= English language institute =

Education department

An English language institute (ELIs) or English language centre (ELCs) is a department within a college or university in English-speaking countries that aims to develop students' English language skills for a variety of purposes. In countries like New Zealand, ELCs accounted for one-fifth of the NZ$1.1 billion in revenue (2001).

Many schools began their department to provide English for academic purposes (EAP) programming to support the needs of the respective schools to meet the school's necessary English language requirements for admission and increase international student enrolment to include students with English as a second or foreign language. Steadily, many ELIs have grown in recent years to support institutional missions for increased efforts for internationalisation as well as revenue generation.

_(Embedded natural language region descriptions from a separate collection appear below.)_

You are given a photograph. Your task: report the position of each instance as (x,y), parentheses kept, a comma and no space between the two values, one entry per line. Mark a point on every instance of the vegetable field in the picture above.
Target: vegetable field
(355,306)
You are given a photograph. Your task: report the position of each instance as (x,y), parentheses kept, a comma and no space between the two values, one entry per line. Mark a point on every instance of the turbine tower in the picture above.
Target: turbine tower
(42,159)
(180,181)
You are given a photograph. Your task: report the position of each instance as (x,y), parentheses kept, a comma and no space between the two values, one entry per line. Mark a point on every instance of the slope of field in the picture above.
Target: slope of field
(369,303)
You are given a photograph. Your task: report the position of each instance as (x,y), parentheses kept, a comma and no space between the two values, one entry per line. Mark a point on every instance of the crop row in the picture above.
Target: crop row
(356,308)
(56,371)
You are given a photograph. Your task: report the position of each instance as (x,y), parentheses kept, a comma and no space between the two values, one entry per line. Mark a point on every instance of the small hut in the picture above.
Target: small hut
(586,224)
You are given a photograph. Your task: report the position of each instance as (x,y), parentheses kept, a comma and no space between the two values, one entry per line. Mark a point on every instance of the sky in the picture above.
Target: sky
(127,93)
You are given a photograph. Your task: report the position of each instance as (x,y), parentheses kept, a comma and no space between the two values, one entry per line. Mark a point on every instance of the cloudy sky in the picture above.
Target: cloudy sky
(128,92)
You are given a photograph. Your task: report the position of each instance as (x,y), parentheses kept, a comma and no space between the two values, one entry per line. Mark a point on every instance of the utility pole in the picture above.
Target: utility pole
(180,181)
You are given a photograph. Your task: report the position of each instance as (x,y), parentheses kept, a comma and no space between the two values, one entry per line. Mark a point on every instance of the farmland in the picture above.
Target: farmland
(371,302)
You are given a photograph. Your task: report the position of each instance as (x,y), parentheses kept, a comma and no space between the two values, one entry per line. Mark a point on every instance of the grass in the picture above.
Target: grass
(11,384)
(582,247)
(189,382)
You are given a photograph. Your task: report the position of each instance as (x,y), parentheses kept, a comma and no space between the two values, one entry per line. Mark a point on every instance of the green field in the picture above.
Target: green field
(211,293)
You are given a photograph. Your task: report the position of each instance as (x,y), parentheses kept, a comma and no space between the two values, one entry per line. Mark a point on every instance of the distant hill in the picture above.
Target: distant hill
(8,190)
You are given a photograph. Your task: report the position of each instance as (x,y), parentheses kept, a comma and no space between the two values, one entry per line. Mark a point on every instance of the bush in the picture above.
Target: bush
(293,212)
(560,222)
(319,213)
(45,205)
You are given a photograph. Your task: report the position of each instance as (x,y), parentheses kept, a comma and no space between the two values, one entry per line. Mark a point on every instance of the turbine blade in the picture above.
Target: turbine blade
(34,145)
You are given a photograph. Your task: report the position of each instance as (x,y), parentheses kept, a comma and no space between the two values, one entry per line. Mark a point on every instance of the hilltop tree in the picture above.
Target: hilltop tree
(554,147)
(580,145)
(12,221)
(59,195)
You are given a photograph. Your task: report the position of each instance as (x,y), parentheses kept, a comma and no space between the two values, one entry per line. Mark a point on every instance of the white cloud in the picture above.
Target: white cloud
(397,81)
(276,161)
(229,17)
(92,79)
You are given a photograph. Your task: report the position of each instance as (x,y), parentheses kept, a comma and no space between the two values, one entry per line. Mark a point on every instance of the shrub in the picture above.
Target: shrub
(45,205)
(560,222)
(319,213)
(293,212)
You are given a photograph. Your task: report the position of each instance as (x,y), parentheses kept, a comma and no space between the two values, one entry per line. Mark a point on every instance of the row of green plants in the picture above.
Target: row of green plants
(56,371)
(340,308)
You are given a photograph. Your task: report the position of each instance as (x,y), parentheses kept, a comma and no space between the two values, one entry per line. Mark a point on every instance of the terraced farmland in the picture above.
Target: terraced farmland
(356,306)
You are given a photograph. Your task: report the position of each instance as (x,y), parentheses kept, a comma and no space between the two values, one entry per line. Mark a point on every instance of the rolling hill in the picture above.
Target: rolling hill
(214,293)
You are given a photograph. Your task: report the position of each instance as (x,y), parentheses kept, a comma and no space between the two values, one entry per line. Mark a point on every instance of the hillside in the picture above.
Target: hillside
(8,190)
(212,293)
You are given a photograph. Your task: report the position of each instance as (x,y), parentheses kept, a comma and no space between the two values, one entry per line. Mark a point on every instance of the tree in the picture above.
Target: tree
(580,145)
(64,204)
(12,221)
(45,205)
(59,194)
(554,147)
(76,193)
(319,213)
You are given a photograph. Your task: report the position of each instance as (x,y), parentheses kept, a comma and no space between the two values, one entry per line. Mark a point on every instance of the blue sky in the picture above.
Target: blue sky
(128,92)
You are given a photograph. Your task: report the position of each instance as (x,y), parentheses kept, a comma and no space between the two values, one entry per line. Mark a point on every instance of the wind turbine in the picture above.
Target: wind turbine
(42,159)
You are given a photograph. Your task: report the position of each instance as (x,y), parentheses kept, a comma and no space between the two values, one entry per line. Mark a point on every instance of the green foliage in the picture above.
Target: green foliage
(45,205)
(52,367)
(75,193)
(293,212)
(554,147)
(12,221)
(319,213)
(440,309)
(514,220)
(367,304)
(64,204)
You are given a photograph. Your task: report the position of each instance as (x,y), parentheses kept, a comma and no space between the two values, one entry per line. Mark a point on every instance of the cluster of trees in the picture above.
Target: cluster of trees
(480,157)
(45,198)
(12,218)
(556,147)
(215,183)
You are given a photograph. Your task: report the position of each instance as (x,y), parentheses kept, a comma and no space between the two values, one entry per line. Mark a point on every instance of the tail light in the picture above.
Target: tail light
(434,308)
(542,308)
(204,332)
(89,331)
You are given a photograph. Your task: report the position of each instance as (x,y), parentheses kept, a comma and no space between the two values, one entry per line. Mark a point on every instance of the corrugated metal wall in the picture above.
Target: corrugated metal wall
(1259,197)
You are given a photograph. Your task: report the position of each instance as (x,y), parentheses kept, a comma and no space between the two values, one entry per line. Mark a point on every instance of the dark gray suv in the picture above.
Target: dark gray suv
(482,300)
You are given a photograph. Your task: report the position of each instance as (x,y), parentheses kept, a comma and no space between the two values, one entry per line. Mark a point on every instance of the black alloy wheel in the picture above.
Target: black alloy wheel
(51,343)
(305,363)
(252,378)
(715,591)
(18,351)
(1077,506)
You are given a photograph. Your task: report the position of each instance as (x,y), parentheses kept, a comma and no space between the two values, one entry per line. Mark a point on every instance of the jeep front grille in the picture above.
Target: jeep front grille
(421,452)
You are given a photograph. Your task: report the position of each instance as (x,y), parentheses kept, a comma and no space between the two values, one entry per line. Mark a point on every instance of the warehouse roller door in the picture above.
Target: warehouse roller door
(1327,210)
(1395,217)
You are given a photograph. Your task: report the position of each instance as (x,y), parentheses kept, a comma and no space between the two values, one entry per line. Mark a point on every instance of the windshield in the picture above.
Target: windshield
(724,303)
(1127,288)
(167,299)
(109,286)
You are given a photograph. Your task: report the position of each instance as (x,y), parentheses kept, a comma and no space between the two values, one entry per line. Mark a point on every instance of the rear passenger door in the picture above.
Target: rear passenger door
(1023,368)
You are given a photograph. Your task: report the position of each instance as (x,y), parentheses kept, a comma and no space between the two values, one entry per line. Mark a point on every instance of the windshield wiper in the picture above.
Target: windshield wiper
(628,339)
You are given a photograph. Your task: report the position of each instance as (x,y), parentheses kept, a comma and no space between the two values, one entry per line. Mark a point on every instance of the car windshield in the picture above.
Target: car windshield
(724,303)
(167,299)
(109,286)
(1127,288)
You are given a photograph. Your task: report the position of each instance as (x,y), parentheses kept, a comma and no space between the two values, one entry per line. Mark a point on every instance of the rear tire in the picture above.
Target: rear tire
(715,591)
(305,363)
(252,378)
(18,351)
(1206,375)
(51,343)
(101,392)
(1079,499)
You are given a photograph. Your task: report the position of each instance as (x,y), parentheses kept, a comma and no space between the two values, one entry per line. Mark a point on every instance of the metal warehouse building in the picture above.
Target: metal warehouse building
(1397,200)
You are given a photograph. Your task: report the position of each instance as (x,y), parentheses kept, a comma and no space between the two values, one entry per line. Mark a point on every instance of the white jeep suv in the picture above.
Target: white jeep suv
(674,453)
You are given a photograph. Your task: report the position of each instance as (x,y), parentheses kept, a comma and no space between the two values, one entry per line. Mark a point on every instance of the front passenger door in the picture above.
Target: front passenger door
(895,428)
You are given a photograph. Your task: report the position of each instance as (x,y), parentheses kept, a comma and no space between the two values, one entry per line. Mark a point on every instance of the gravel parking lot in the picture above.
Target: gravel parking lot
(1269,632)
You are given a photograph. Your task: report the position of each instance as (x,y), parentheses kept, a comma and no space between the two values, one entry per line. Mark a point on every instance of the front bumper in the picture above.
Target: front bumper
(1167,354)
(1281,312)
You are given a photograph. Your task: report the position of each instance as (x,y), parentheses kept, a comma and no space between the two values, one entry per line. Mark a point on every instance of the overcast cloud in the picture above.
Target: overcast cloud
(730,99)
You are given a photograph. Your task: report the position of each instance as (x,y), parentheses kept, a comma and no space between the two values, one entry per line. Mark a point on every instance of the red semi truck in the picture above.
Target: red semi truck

== Types of English language programs ==
Increasingly, ELIs have grown to provide a variety of program and service offerings including:

- English for academic purposes (EAP)
- Discipline-specific English language provision, such as Business English, English for the sciences, English for medical professionals
- General English: learning English for conversation and non-academic purposes
- English language testing services, such as IELTS or TOEFL provision
- Teaching English as an additional language training

To meet the traditional needs of English language learners, many ELIs have adopted or partnered with international student services on their campus to provide sociocultural integration, language acquisition, academic and career preparedness, and immigration support.

== Staff ==
ELIs consist of a variety of staff representing a variety of areas within their department, including:

- Instructors: teachers who possess a teaching certification of some form for teaching English to speakers of other languages (TESOL). Most instructors possess an undergraduate or graduate degree in areas of the humanities, including linguistics, social studies, literature, philosophy, modern languages, or history, and will subsequently have had to master specialist TESOL subject areas.
- Professional development: as many TESOL certifications require ongoing professional development annually in order to maintain accreditation, typically most departments have staff whose full load or partial load responsibility involve coordinating professional development opportunities for English language instructors and staff.
- Marketing and recruitment: recognising that many ELIs are considered high revenue generators for their respective institutions, many departments have a complement of marketing and recruitment staff who travel internationally or work with agents to recruit English language learners to their institution.
- Student experience and activities: staff are designated to support in coordinating co-curricular programming to support English language learners in their language development outside of the classroom, transitional support to Canadian life, and experience life in Canada through a variety of activities. Many staff members also provide advising support, including university/college application assistance.
- Administrative support: administrative support in ELIs help to generate letters of acceptance for English language learners to apply for their respective study permits/visas, response to front-line inquiries, and also coordinate administrative support for agents.
- Administration: administration in an ELI helps to oversee curriculum for its respective language programs to ensure it meets the necessary language requirements, such as the Common European Framework of Reference.
- Homestay/Housing professionals: these individuals help to coordinate accommodations for the English language learners during their studies. Many ELIs decide to outsource this service to many local homestay organisations in their specific region.

== Accreditation bodies for ELIs ==
Many ELIs and ELCs belong to accreditation bodies that serve to maintain quality assurance of language programs offered. In Canada, Languages Canada serves as an accreditation organization for more than 210 language education programs in the country. In the United States, the Commission on English Language Program Accreditation serves to "promote excellence in the field of English language teaching and administration, as well as to protect the interests of students, through accreditation of English language programs and institutions worldwide".

Accreditation bodies frequently work to assess more than just curriculum in the programs, but in the case of Languages Canada, also examines quality in areas related to student services, teaching staff, marketing and promotion, administration, and student admissions processes.